Евклидово окно. История геометрии от параллельных прямых до гиперпространства (Млодинов) - страница 62

Ни Гебхард, ни Доротеа сына никак не натаскивали дополнительно, какое там – Карла вообще никто не учил арифметике. Представим, что Николай сидит в два часа пополуночи на постели и говорит вслух на древнеацтекском, будто он одержим – если не бесами, так уж точно ребенком старше десяти лет. Столь же «естественным» нам показалось бы и поведение Карла. Но его родители привыкли. Приблизительно тогда же Карл сам научился читать.

К сожалению, Гебхард не рвался пестовать талант отпрыска, наняв ему частного преподавателя из школы Монтессори. Оно и понятно: семья была бедная, а Мария Монтессори родится лишь через сто лет. И все-таки Гебхард мог бы найти способ дать сыну образование. Но вместо этого он приставлял малыша к проверке своих расчетов зарплат, а время от времени показывал его друзьям на потеху – устраивал эдакий цирк одного актера. У маленького Карла было плохо со зрением, и он иногда не мог прочитать столбик чисел, которые отец подсовывал ему для сложения. Карлу мешала застенчивость, он ничего не говорил и смирялся с поражением. Вскоре Гебхард стал отправлять Карла работать после обеда – сучить пряжу, чтобы сын поддерживал семейный бюджет.

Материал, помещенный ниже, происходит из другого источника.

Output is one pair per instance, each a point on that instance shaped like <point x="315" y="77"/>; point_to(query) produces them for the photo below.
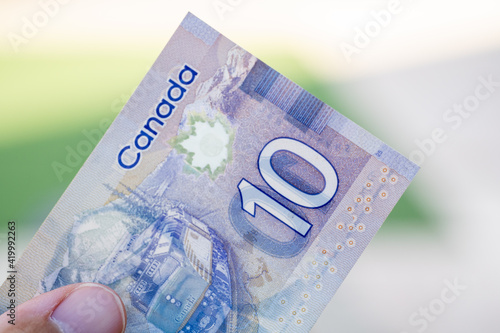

В зрелые годы Гаусс к отцу с нескрываемым презрением, называя его «высокомерным, неотесанным грубияном» [145] . К счастью, у Карла было еще два родственника, и вот они-то ценили его дарование: мать и дядя Йоханн, брат Доротеи. Гебхард пренебрегал талантом сына и считал формальное образование бессмысленным, а Доротеа и Йоханн верили в дар Карла и противостояли Гебхарду во всем. Для Доротеи сын был радостью и гордостью с самого рождения. Много лет спустя Карл привел в свой скромный дом приятеля по колледжу – Вольфганга Бойяи, совсем не богатого, однако, так уж вышло, венгерского аристократа. Доротеа отвела Бойяи в сторонку и спросила его – что само по себе прогрессивно даже в наши дни, – действительно ли Карл настолько умен, как все о нем говорят, а если да, то куда это может его завести. Бойяи ответил, что Карлу суждено стать величайшим математиком Европы. Доротеа расплакалась.

Карл поступил в свою первую школу в семь лет. Школа эта совсем не смахивала на иезуитскую Ла-Флеш, в которую пришел восьмилетний Декарт и которая позднее прославилась. Напротив, по описаниям эта школа была «убогой тюрьмой» или даже «чертовой дырой». Убогой тюрьмой/чертовой дырой управлял тюремщик/черт/директор по фамилии Бюттнер, что в переводе с немецкого, видимо, означает «А ну делай, как я сказал, не то выпорю». В третьем классе Карлу наконец позволили изучать арифметику, которой он владел с двух лет.